Another matter that came to my attention in 2013 was a criminal complaint registered by the tobacco manufacturer Carnilinx, alleging that members of the Illicit Tobacco Task Team and FSS had illegally entered its premises and unlawfully planted a tracking device on one of its trucks. Carnilinx director Adriano Mazzotti would explain to me later how he came to discover this device, which used a SIM card, and said he asked a private investigator to look into it. What the investigator found was that the device and its SIM card had been used interchangeably by both FSS and the government.20 Despite complaining about this to the Hawks, Mazzotti said nothing came of this case either.

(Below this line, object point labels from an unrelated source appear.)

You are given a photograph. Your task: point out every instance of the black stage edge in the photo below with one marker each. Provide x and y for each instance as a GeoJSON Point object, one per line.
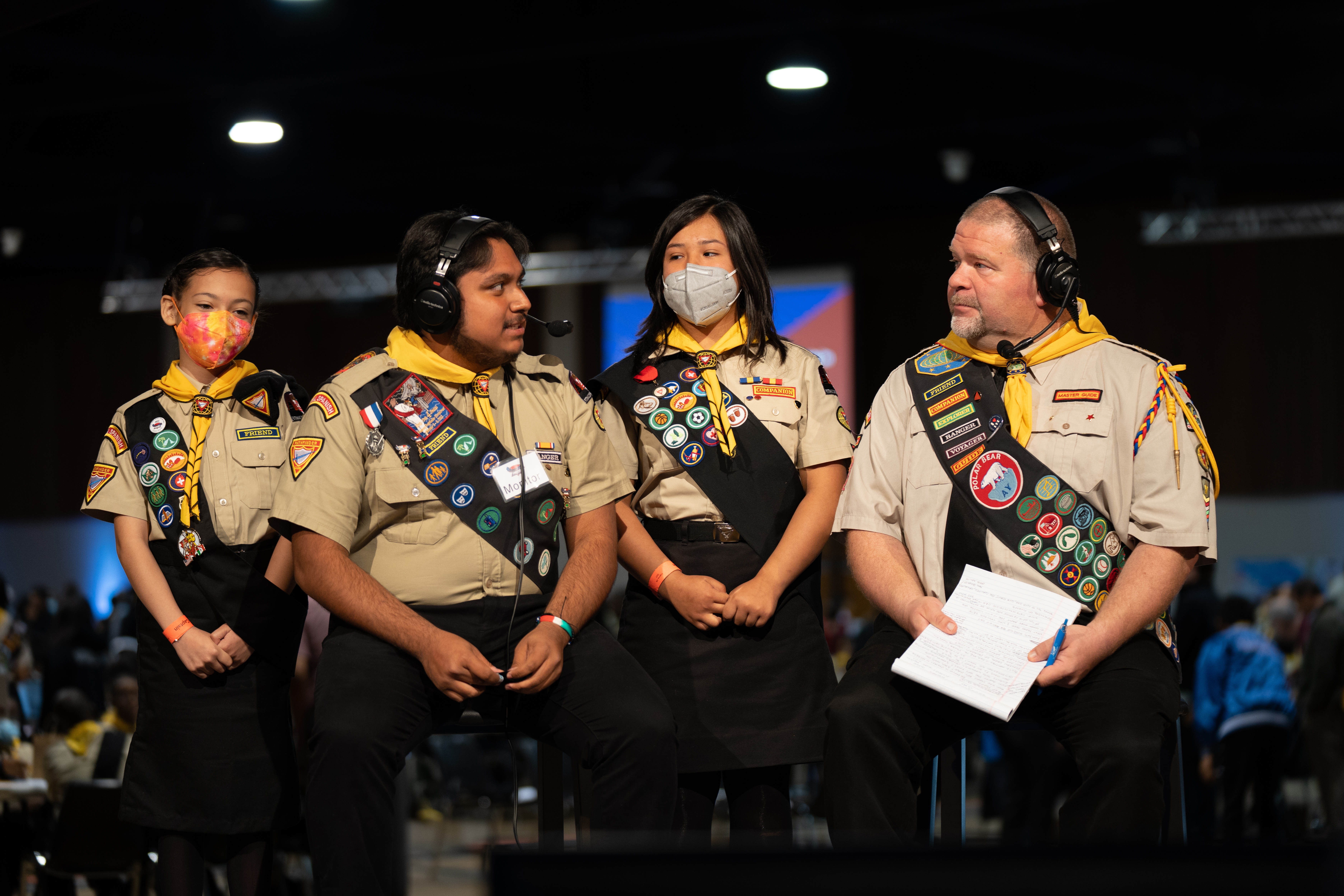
{"type": "Point", "coordinates": [929, 872]}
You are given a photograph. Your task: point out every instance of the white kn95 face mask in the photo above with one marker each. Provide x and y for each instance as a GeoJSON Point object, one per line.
{"type": "Point", "coordinates": [701, 295]}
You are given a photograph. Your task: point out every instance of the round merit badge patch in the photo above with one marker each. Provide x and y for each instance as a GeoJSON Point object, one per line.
{"type": "Point", "coordinates": [1049, 526]}
{"type": "Point", "coordinates": [1029, 508]}
{"type": "Point", "coordinates": [1048, 488]}
{"type": "Point", "coordinates": [488, 520]}
{"type": "Point", "coordinates": [546, 512]}
{"type": "Point", "coordinates": [995, 480]}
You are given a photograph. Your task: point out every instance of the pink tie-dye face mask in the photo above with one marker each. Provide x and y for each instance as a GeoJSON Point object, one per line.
{"type": "Point", "coordinates": [214, 339]}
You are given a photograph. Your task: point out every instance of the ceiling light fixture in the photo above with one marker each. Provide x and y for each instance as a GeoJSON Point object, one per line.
{"type": "Point", "coordinates": [796, 78]}
{"type": "Point", "coordinates": [256, 132]}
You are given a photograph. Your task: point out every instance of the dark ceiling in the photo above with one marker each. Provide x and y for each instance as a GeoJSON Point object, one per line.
{"type": "Point", "coordinates": [592, 121]}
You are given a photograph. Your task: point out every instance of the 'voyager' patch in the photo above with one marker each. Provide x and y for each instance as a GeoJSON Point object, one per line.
{"type": "Point", "coordinates": [1077, 395]}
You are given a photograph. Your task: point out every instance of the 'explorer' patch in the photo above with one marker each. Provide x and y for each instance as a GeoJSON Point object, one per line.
{"type": "Point", "coordinates": [327, 404]}
{"type": "Point", "coordinates": [302, 453]}
{"type": "Point", "coordinates": [1077, 395]}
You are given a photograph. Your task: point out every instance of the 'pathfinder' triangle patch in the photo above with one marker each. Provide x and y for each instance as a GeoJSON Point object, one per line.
{"type": "Point", "coordinates": [302, 453]}
{"type": "Point", "coordinates": [259, 402]}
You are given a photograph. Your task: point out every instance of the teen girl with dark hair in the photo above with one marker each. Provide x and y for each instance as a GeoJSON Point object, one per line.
{"type": "Point", "coordinates": [186, 475]}
{"type": "Point", "coordinates": [737, 446]}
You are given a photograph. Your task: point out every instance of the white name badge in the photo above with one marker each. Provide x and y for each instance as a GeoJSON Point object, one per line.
{"type": "Point", "coordinates": [511, 484]}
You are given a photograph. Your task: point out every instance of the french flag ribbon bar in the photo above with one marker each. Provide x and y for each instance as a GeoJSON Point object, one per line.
{"type": "Point", "coordinates": [373, 416]}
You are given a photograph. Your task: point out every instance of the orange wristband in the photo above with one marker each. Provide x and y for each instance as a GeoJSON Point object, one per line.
{"type": "Point", "coordinates": [178, 629]}
{"type": "Point", "coordinates": [662, 573]}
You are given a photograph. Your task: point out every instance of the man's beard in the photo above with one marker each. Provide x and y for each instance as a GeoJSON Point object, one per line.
{"type": "Point", "coordinates": [970, 328]}
{"type": "Point", "coordinates": [480, 355]}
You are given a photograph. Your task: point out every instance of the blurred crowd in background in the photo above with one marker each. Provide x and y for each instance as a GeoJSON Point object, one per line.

After having left SARS, I came across an affidavit by the FSS whistleblower Daniel François van der Westhuizen, in which he related in 2016 how two years previously, at Rietvlei Dam resort, just outside Tshwane, members of FSS and of the Tobacco Task Team and even a few SARS officials had come together to have a party in honour of Niemann. With the braai fires ablaze, meat sizzling on the grills, and lots of booze flowing, there appears to have been no distinction between law enforcement official and private investigators – they partied together just as they worked together. According to Van der Westhuizen, it was on this occasion that members of the task team, an SSA official, two SARS officials and an FSS man, sipping at their beers, swore to each other never to utter a word about how they had illegally entered Carnilinx’s premises and planted the tracking device without the necessary authority. As one of the SARS officials remarked, if this ever came out, their jobs would be on the line.21

The Illicit Tobacco Task Team was never really in the news for the right reasons. They certainly did not have any great track record of massive busts or convictions of significant criminal offenders in the tobacco trade. They appear to have plodded along with the sort of raids carried out on ATM, small seizures of illicit cigarettes at ports of entries or incidental busts, as if these were the outcome of many months’ work and a specific plan of action. Usually these investigations resulted in the arrests of truck drivers or factory workers. Other than that, they seemed overly preoccupied with what SARS was doing and its own successes, and with finding ‘dirt’ on me and other SARS officials. They were much ado about nothing, I’d say. They were unceremoniously shut down, rather quietly, sometime in late 2014, with little or no success to their name.